Prosecutors will play whatever mind games they need to play with themselves to rationalize their treatment of the psychologically troubled as villains. And they will use whatever legal fictions or ploys necessary to dispatch a crazy person to the pen rather than a hospital. To a prosecutor's simplistically moralistic way of thinking people always need to be held to account for their misconduct, and even if a defendant is an authentic, raving lunatic but doesn't meet the legal definition of insane, if he can still tie his own shoelaces and semi-coherently mumble that he knows the difference between right and wrong, a DA will proceed with his usual gusto to prosecute and penalize. Tragically, the reality of the impaired psychiatric condition of the accused gets eclipsed by his crimes, and a prosecutor will seek to avenge society on a babbling madman even though it makes no logical sense whatsoever to punish him in the same fashion as a rational felon who makes an evil choice to commit a crime.

This is just one example of the fact that prosecutors can and do play every bit as fast and loose with reality as defense counsel. Prosecutors may not always get paid the kind of big bucks that defense attorneys get, but their true motives can be just as questionable and just as prone to compromise their professed principles.

Yes, the dishonorable desire of prosecutors to help visit punishment on someone, to enjoy a win, and to fulfill the function the system employs them to fulfill are not any more noble than the motives of supposedly sleazy defense lawyers. In fact a good case can be made for the view that defense lawyers have more character, but I won't go off on that tangent here.

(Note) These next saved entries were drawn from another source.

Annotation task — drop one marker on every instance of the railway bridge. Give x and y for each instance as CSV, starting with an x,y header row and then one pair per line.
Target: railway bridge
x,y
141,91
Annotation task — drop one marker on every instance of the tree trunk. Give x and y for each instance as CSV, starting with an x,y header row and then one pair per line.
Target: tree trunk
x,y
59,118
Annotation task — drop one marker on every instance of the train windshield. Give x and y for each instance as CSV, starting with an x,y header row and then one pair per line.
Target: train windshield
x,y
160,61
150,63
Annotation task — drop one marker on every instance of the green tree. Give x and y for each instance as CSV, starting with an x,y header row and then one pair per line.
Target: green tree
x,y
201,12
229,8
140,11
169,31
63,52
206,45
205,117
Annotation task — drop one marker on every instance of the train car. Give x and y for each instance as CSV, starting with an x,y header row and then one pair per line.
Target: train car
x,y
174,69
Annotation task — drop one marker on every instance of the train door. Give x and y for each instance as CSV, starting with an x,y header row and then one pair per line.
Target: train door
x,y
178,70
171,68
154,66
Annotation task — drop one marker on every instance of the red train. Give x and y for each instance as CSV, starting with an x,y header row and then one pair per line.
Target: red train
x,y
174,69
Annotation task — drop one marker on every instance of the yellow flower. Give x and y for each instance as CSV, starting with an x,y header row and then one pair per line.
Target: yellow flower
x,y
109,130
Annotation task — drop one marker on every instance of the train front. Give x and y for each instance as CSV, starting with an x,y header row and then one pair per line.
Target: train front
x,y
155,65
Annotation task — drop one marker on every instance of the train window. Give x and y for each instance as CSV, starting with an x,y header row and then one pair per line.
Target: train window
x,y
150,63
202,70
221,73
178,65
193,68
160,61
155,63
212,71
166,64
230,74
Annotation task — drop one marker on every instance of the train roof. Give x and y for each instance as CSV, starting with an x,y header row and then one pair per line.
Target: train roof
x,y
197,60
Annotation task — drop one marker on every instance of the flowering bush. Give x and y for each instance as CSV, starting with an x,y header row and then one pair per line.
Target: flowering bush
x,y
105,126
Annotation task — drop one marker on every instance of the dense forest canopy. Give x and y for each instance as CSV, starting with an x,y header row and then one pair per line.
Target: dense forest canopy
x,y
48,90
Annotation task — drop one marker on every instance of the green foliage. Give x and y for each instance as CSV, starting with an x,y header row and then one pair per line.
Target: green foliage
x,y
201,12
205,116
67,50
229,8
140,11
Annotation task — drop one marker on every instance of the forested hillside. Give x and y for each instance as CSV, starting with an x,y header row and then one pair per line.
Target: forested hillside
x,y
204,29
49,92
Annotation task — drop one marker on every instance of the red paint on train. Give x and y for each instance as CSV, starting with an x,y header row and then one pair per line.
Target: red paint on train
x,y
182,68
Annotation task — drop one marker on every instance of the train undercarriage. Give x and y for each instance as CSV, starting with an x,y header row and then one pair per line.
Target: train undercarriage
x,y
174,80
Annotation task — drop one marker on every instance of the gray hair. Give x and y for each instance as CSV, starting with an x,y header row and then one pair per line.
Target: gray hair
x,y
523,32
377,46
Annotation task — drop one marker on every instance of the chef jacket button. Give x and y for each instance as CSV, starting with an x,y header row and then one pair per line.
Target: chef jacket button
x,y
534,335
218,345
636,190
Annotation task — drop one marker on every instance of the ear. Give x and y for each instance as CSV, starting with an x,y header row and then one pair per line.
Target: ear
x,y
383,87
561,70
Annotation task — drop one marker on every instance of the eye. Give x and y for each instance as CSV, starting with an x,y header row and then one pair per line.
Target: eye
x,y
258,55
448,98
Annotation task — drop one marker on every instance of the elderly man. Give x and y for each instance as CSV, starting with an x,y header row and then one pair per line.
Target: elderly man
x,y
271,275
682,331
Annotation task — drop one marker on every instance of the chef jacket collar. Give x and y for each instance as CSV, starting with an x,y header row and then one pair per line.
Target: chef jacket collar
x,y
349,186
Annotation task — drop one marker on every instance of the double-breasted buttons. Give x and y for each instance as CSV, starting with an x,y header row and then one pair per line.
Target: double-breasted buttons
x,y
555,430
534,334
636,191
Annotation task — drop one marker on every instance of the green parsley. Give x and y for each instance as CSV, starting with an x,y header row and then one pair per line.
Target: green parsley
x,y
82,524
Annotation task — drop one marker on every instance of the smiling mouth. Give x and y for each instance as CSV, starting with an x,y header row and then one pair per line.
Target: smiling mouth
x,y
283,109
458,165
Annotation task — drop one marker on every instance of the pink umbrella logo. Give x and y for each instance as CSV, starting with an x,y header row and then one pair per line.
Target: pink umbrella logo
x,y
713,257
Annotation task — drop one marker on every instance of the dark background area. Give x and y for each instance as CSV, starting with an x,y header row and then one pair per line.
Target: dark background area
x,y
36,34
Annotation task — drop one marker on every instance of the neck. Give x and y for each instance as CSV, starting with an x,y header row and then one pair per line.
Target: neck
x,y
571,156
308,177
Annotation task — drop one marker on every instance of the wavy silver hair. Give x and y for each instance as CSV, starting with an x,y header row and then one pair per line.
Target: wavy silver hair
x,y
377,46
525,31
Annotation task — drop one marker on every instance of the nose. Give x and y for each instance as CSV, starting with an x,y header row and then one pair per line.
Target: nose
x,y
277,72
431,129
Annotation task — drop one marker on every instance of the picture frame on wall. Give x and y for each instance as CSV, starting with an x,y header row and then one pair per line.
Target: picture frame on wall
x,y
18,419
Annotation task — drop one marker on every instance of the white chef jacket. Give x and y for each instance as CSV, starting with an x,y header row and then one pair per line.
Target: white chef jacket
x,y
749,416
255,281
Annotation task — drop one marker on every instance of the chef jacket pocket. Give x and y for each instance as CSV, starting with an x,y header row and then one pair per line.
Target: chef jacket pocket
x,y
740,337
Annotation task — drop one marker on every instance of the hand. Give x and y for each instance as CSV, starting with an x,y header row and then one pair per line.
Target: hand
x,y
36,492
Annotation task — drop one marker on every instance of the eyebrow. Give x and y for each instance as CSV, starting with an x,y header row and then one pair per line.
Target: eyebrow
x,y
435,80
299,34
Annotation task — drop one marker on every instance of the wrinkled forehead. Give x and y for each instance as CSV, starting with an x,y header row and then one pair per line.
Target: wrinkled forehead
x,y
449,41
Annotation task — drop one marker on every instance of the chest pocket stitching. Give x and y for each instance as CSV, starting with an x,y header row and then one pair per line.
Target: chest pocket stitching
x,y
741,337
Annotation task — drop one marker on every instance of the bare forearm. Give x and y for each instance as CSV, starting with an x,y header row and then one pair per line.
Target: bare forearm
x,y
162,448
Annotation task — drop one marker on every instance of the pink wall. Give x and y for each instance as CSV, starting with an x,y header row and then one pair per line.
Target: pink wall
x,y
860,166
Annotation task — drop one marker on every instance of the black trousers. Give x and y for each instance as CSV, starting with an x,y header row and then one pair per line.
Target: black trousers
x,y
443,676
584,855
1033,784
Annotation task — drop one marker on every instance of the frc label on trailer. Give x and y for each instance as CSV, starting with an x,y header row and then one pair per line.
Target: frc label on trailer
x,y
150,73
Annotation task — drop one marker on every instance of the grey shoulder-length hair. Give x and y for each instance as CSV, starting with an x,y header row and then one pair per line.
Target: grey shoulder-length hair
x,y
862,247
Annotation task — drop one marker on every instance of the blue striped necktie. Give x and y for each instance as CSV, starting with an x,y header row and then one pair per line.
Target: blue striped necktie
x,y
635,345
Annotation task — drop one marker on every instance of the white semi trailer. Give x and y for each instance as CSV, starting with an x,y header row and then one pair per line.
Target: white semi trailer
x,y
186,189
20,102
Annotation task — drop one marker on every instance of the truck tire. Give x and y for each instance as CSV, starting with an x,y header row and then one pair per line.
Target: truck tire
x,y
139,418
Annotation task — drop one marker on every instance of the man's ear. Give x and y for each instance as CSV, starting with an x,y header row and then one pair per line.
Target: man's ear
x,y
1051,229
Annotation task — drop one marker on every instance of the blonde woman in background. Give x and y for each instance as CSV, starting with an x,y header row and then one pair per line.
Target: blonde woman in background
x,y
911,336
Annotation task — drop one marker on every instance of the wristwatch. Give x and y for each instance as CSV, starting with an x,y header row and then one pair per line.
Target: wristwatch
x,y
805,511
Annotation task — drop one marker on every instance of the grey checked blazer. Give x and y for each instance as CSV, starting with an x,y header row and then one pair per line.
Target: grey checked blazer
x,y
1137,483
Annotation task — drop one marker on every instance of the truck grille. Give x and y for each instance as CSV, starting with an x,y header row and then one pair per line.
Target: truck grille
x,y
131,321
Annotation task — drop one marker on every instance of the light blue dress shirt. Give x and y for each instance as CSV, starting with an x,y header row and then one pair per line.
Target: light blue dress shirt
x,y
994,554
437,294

To sum up, prosecutors are moralistic functionaries of the government, judgmental cogs in the machine of the criminal justice system who are sometimes so keen on punishing someone they've mentally convicted that they'll sophistically spin their logic, distort the picture of the crime they paint, and even fudge the facts to get a judge and jury to convict. No, sadly prosecutors often don't really deserve the positive public image they enjoy.

At the risk of sounding too polemical, prosecutors are modern-day, secular inquisitors who take sanctimonious satisfaction in the righteous suffering they dish out to sinners against the authority of the system. But as long as prosecutors continue to be portrayed as heroes on TV dramas the myth that they're more upright and less mercenary than defense lawyers will endure.